Clearly, it is a good wife that is under consideration in the proverb. To find her is to find a good thing for the following reasons:
(1) It is good for man to have suitable companionship. God said concerning Adam, “It is not good that the man should be alone; I will make an help meet for him” (Gen. 2:18). Contrary to the thinking of some theologians, celibacy is not good for man. Aside from the male-female relationship to produce offspring, man needs someone to share with him in the joys and sorrows of life, someone with whom he can confide, someone who can be his constant helper. God ordains that the marriage partner be that someone.
(2) Marriage is honorable. The Bible says, “Marriage is honorable in all, and the bed undefiled: but whoremongers and adulterers God will judge” (Heb, 13:5). It is honorable and praiseworthy to find a good wife.
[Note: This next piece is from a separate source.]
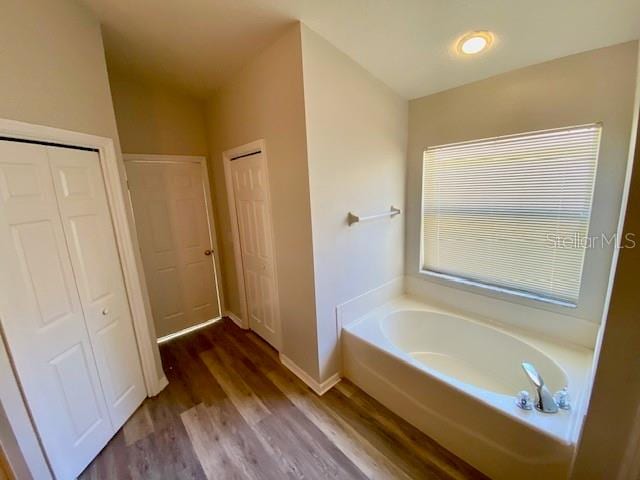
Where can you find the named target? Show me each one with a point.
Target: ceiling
(197, 44)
(3) To avoid fornication. Paul taught that to avoid fornication (illicit sex), “let every man have his own wife, and let every woman have her own husband” (1 Cor. 7:3). He further pointed out that the husband has the right to his wife’s body, and she has the right to his body (v. 4). Neither should keep away from the other except by mutual consent (v. 5). It is good for one to follow the course that avoids fornication.
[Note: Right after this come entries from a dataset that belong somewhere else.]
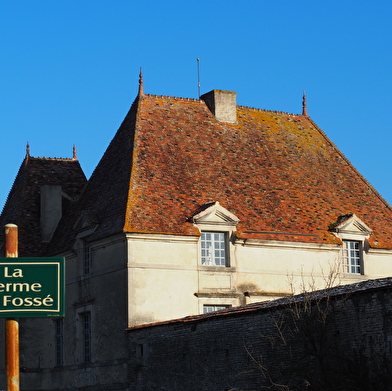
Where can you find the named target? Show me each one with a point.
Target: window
(86, 337)
(213, 249)
(59, 342)
(87, 258)
(210, 308)
(351, 257)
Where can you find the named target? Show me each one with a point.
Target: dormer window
(216, 225)
(353, 232)
(214, 249)
(351, 257)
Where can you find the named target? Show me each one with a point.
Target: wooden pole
(11, 325)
(4) A jewel of great value. A good and worthy wife shines with exceptional splendor, “for her price is far above rubies” (Prov. 31:10). She is a crown to her husband (Prov. 12:4).
Favor of God
To find a good wife is to find a good thing and to obtain favor of the Lord.
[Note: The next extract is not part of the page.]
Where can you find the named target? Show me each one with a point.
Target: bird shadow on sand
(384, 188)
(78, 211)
(1) A gift from God. It was God who created Eve for Adam and who ordained the marriage relationship. “House and riches are the inheritance of fathers: and a prudent wife is from the Lord” (Prov. 19:14). Every husband when has a good wife should thank God for her!
(2) God helps man through her. She is not enslaved by fulfilling her God-given role in the home. The women of our day who are abandoning the divinely appointed role to compete with men, dress and act like men, and shatter the “family image” are foolishly enslaving themselves. God does not look with favor on a society which disregards His revealed will.
God’s good word, respected by good people, teaches that a good wife is a good thing.